The Slatest

Negative Ads Are Put on Hold for 9/11 Anniversary, but Politicking Continues

An honor guard carries the World Trade Center flag near the South Pool of the 9/11 Memorial during ceremonies for the eleventh anniversary of the terrorist attacks

Photo by Craig Ruttle-Pool/Getty Images

UPDATE: Just because the candidates set aside negative ads to mark the eleventh anniversary of the Sept. 11 attacks, that doesn’t mean they stopped pitching voters. President Obama highlighted specific gains the country had made in the war on terror sice he became president, specifically highlighting the killing of Osama bin Laden.

Mitt Romney respectfully disagreed. Speaking at the National Guard convention in Reno, Nev., he said “I wish I could say the world is less dangerous now,” reports the Associated Press. Romney criticized planned defense cuts as well as the way Obama plans to draw down the mission in Afghanistan.
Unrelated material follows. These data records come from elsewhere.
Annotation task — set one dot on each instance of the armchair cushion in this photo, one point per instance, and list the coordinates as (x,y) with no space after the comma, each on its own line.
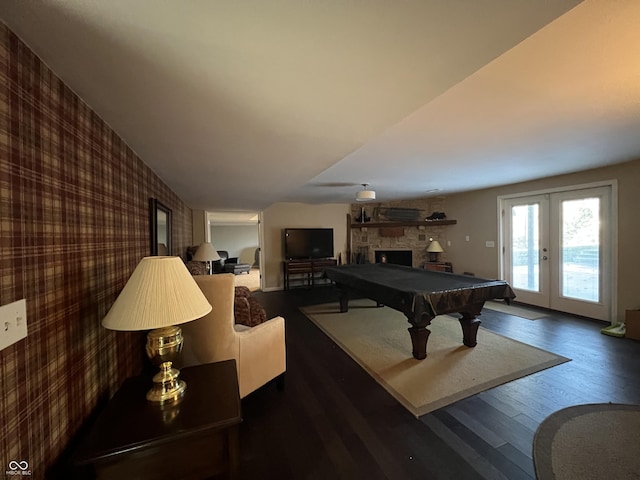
(247,310)
(259,351)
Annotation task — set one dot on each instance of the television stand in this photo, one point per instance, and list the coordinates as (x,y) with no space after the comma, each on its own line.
(309,270)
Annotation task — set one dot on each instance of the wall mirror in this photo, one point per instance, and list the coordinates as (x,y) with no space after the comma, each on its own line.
(160,228)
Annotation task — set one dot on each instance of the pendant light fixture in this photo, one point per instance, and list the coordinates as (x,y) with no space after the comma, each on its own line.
(365,195)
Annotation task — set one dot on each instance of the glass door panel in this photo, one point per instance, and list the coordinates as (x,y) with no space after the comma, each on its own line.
(580,267)
(525,241)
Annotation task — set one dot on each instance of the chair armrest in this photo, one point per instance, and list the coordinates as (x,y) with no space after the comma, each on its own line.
(262,354)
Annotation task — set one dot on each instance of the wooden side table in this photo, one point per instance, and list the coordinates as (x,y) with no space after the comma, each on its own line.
(194,439)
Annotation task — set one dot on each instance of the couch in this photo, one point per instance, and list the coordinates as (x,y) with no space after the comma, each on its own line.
(259,351)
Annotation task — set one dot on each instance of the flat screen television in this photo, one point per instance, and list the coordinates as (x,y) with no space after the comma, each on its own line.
(304,243)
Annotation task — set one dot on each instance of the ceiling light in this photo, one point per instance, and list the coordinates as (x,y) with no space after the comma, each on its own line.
(365,195)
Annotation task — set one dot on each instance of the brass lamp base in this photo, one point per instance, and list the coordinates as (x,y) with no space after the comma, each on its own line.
(166,386)
(164,346)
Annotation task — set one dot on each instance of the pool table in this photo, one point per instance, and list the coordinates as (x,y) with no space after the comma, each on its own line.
(421,295)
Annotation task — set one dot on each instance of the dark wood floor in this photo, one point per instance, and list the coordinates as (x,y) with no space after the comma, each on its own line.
(333,421)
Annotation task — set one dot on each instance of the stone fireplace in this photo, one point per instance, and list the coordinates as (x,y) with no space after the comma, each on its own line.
(369,240)
(396,257)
Although the grief was certainly present in all of the day’s memorial services, “there was a noticeable difference in the scale of the memorials,” notes ABC News, pointing out there were numerous signs throughout the day that “Americans maybe ready to move forward.”

Tuesday, Sept. 11 at 10:29 a.m.: The candidates are setting politics aside. At least for a day. And it will likely be the last time before November 6 that voters in swing states will get a break from all the negative advertising. Both Mitt Romney and President Obama have vowed to stay away from overtly political events, reports the Associated Press. Yet the two candidates will not appear together at New York’s Ground Zero as Obama and Sen. John McCain did during the 2008 presidential campaign.

President Obama observed a moment of silence at the White House and will attend a ceremony at the Pentagon memorial. For his part, Mitt Romney will speak at the National Guard Association convention. House and Senate leaders will also be coming together for a remembrance ceremony on the steps of the Capitol, reports the Hill. Vice President Joe Biden attended a ceremony in Shanksville, Pennsylvania, where Flight 93 came down.

At Ground Zero in New York, more than 1,000 people gathered for the annual reading of the list of 2,983 people who were killed that day. It began at 8:39 a.m. with moments of silence at 8:46 a.m., 9:03 a.m., 9:37 a.m., and 10:03 a.m., when each of the four planes came down, and then again at 9:59 a.m. and 10:28 a.m., when the north and then south towers fell, details Reuters. Yet it marked the first time that elected officials won’t speak at the site, in what many see as a sign of transition for the Ground Zero ceremony, points out the Associated Press.

While emotion ran high at the sites where the planes came down that fateful day, they were markedly more low-key, particularly when compared to last year’s 10th anniversary. Furthermore, several communities across the country have decided to scale back their remembrance ceremonies, “prompted, they say, by a growing feeling that it may be time to move on,” points out the New York Times.